Whoop, whoop I’m going on holiday this weekend! Iain and I are off to Morocco for two weeks and I can’t wait. It’s going to be sunny and warm and so incredible. I can’t wait to stuff myself full of tagines and drink all the mint tea. I’m also looking forward to the culture shock. Most of the travelling I’ve done since living in the UK is to different European countries and they all have incredible history and cultures of their own, but a lot are very Westernised. I’m hoping Morocco is going to be a complete shock to my system in the best way possible!
And because I don’t want you guys to miss me too much, for the very first time in my blogging career, I’m going to schedule some posts. I have two lined up for the next couple of weeks. Fingers crossed they work! There are a couple of awesome recipes coming your way, so get excited.
So, onto today’s recipe. You may have heard of it. You may even have tried it. In fact, I’m going to hazard a guess that most people have eaten it before. It’s pretty common, so I don’t know why I’m making it out to seem really exotic. It’s name is Focaccia and it is an awesome Italian yeasted flatbread. I’ll let you in on a little secret as well. Every time I write it down, I write foccacia. I get those pesky Cs mixed up every single time.
Regardless of how you spell it, focaccia is awesome!

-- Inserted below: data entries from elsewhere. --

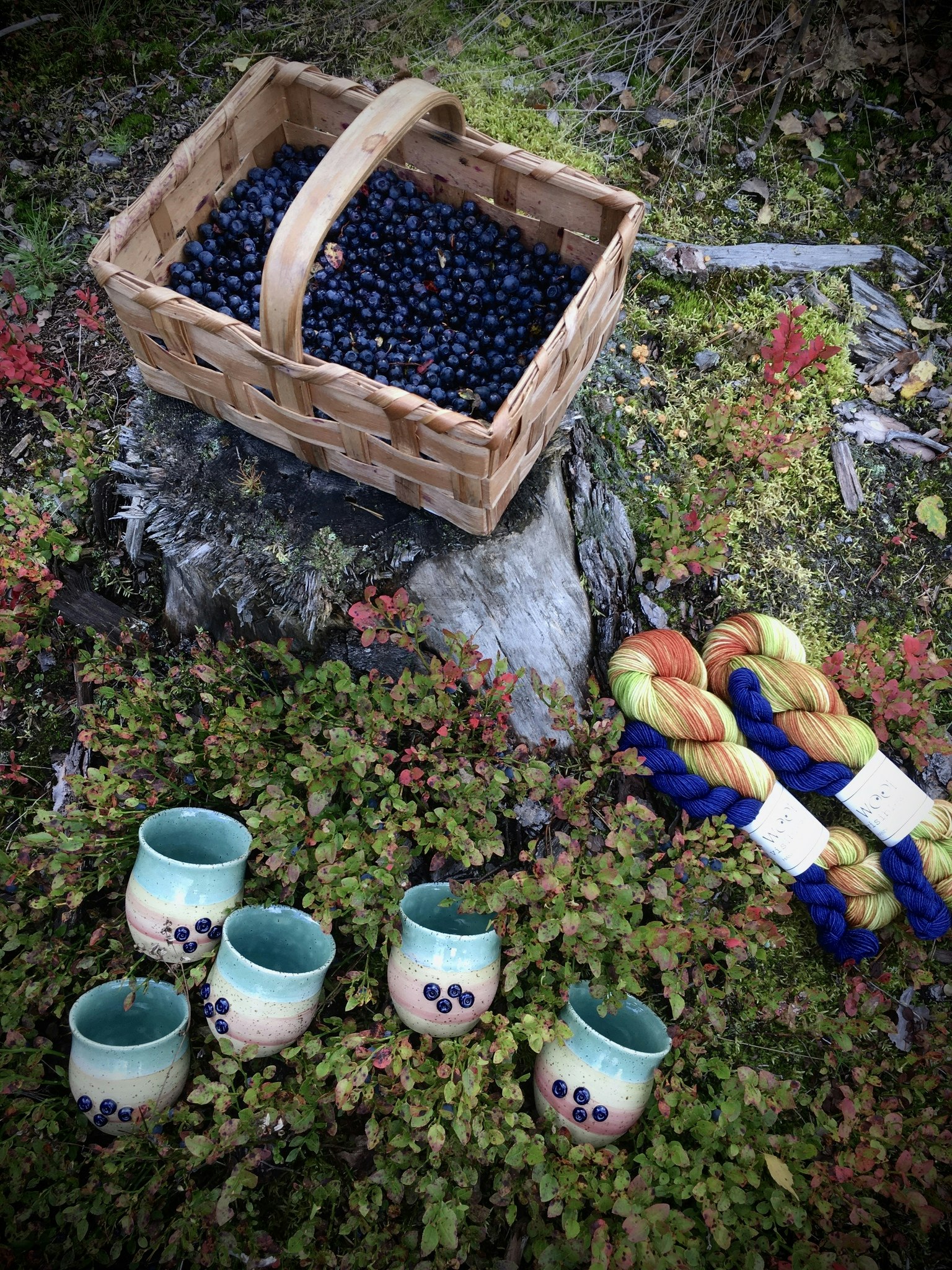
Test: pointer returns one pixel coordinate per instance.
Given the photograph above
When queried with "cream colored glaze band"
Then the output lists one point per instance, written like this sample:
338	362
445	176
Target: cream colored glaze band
787	832
885	801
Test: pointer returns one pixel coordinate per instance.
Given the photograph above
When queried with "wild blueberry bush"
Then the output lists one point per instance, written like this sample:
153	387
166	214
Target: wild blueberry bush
786	1129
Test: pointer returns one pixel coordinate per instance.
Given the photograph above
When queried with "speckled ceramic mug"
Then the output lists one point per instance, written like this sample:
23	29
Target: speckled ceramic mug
597	1083
267	978
127	1065
446	970
188	876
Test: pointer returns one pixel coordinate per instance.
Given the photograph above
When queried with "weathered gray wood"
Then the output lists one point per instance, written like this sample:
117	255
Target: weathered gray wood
850	486
672	257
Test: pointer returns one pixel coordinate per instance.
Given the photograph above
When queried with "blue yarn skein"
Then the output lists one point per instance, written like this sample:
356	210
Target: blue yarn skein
903	864
824	902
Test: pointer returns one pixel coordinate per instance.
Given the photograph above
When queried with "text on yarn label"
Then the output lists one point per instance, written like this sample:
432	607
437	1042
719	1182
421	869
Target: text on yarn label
885	801
787	832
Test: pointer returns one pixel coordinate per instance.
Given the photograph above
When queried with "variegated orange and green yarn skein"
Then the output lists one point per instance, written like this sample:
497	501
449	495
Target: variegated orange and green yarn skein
795	719
697	756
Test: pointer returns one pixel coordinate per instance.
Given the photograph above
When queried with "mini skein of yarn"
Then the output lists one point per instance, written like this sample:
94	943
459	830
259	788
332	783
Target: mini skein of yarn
696	753
798	723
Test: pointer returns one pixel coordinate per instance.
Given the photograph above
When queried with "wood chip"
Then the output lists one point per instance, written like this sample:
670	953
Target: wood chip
20	446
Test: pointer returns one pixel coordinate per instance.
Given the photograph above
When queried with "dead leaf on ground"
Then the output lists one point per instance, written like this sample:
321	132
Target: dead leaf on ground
919	378
780	1173
819	121
756	186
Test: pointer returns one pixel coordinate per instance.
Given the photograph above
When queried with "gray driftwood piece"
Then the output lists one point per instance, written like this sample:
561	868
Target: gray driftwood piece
257	543
671	257
850	486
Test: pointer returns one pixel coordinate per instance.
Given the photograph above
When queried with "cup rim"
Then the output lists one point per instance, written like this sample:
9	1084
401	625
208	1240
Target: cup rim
111	985
428	930
186	864
266	969
607	1041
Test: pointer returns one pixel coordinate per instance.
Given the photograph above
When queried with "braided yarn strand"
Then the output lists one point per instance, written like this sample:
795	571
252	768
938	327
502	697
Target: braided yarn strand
659	682
795	721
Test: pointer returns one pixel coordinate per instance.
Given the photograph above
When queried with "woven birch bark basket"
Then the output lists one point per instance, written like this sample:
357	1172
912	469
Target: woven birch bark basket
330	415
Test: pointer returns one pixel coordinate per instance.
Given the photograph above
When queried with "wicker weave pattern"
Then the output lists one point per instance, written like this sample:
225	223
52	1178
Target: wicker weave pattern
459	468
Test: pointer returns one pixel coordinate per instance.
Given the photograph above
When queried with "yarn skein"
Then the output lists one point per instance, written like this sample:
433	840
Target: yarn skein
696	755
798	723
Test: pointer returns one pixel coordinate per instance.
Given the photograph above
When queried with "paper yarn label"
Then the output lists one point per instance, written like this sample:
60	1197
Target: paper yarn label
885	801
787	832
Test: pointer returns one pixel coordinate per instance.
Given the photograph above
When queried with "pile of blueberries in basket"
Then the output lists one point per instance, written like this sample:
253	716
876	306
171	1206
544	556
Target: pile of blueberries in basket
409	291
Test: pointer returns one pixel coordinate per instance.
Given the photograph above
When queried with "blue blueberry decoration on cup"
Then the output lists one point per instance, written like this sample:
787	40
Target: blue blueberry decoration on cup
607	1065
190	873
444	972
128	1054
267	977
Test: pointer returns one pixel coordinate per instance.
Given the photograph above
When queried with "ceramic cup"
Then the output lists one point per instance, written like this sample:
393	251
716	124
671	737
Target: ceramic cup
446	970
267	978
597	1083
190	873
127	1065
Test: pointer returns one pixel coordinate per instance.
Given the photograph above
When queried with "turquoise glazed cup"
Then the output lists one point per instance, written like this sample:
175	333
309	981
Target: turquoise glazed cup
267	978
446	970
597	1083
127	1065
188	876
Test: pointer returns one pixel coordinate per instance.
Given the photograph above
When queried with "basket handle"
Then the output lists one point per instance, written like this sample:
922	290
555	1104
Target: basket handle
329	190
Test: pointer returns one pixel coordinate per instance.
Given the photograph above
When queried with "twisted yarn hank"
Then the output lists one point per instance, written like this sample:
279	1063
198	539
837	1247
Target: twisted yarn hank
795	719
659	681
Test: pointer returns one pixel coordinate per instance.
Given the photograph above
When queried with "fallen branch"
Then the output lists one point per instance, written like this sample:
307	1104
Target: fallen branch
29	22
671	257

Italian breads are typically quite dry and full of holes, but not the focaccia. It’s like a super thick pizza dough without all the toppings. It’s simply topped with olive oil, sea salt and a pinch of rosemary, but it’s full of flavour. It makes a great sandwich and is perfect for guests to nibble on while waiting for their main course (how very restaurant-y you would seem!) or you can serve it as a side to dip in soups and stews. So many freaking possibilities. I’ve got three huge pieces sitting in my freezer with my name on it for when we get back from Morocco. I’m looking forward to it already (admittedly not as much as I’m looking forward to Morocco itself, but it’s a pretty close second!).

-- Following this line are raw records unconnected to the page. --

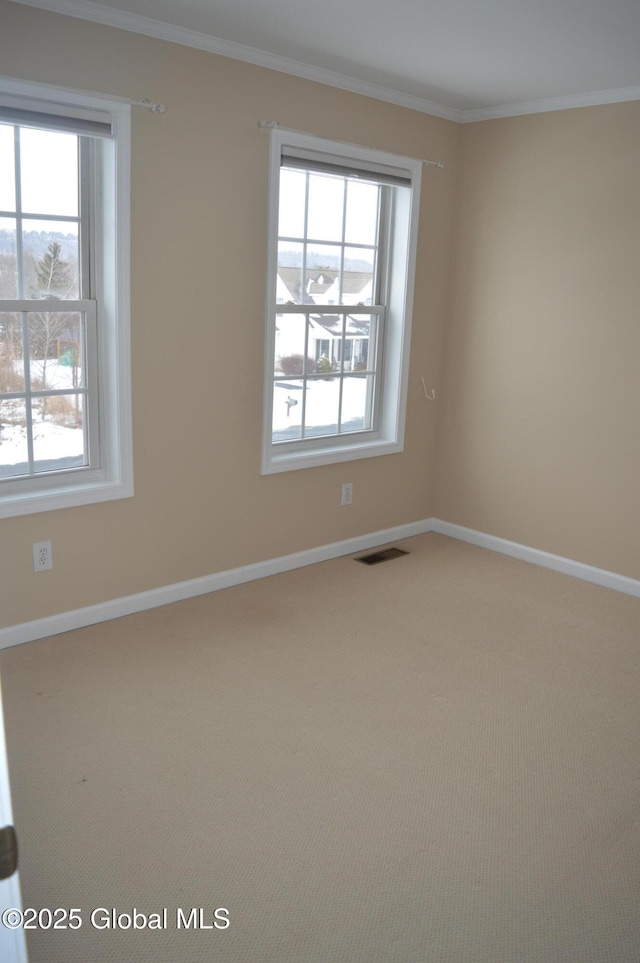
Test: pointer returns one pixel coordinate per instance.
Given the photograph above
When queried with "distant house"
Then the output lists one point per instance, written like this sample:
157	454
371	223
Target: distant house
325	337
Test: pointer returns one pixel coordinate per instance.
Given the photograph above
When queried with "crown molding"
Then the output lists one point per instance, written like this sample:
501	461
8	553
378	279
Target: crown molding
107	16
591	99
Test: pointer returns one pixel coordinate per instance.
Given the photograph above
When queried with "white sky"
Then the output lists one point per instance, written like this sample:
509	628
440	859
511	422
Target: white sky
49	169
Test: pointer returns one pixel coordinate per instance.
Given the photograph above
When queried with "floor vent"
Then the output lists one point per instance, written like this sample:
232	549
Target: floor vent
383	556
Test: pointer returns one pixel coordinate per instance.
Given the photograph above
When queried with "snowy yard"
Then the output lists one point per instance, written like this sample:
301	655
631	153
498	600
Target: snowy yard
323	399
54	441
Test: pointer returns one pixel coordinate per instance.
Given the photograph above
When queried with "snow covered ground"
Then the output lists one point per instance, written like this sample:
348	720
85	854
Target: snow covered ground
53	441
321	414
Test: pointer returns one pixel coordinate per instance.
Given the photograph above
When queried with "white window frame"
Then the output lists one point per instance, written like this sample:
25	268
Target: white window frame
387	436
110	476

Prep Time: 1 hour 50 minutes
Cooking Time: 20 minutes
3 cups plain flour
1 (7g) sachet instant yeast
1 tsp salt
1 cup warm water
3 tbsp olive oil, plus extra 3-4 tbsp for drizzling and greasing
2-3 sprigs fresh rosemary, leaves stripped and reserved
1-2 tbsp sea salt/kosher salt
- In a large bowl, combine plain flour, yeast and salt. Make a well in the centre and pour in warm water and 3 tbsp olive oil. Use a butter knife to mix ingredients together. Once it has formed a shaggy dough, turn out onto a lightly floured surface and knead for 10 minutes, until smooth, soft and stretchy.

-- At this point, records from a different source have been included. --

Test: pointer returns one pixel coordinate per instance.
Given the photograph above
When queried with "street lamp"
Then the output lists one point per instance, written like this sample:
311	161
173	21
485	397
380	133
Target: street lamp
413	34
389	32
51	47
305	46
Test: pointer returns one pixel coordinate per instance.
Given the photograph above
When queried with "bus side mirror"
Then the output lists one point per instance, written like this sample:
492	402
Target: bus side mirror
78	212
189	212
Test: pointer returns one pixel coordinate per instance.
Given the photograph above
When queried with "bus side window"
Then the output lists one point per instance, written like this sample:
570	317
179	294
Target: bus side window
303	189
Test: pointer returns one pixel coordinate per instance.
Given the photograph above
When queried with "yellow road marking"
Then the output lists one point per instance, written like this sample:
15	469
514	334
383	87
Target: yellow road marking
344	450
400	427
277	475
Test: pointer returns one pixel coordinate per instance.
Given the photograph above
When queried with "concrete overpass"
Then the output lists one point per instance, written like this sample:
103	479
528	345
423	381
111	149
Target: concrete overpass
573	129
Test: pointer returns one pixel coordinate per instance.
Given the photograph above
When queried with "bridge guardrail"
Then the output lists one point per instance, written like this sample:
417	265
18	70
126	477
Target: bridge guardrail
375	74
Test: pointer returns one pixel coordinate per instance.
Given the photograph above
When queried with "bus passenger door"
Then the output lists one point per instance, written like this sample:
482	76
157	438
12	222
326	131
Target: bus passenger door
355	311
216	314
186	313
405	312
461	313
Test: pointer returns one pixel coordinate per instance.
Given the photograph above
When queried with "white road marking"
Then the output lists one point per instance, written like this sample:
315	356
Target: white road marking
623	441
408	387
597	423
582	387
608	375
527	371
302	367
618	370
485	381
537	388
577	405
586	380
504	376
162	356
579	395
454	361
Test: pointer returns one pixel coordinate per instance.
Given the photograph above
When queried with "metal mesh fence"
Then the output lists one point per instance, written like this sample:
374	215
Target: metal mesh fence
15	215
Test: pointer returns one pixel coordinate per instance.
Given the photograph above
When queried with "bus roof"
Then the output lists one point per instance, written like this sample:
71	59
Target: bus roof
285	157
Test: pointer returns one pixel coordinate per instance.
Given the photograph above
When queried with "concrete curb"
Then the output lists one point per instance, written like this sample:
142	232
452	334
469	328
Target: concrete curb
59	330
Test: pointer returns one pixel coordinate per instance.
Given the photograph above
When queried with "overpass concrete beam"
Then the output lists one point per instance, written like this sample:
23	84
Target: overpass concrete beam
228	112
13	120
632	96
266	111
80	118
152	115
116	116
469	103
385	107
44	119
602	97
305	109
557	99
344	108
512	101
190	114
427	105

- Grease a large bowl with olive oil and place dough into bowl. Cover with cling film and set aside until dough has doubled in size, about 1 hour.
- Preheat oven to 200°C/400°F/Gas Mark 6. Brush a large rimmed baking tray (I used 39cm x 27cm) with olive oil. Roll dough out to about the size of the baking tray, and transfer to tray. Brush with olive oil, then set aside for 30 minutes to rise.
- Once risen, use your fingertips to press deep holes into dough, then drizzle (not brush) 1-2 tbsp of olive oil over the dough and sprinkle with rosemary leaves and sea salt. Bake for 20 minutes, until dough is firm to touch and cooked through. Brown under the grill (broiler) for 2-3 minutes if cooked but still pale on top. Remove from oven/grill, drizzle with more olive oil and allow to soak up before serving.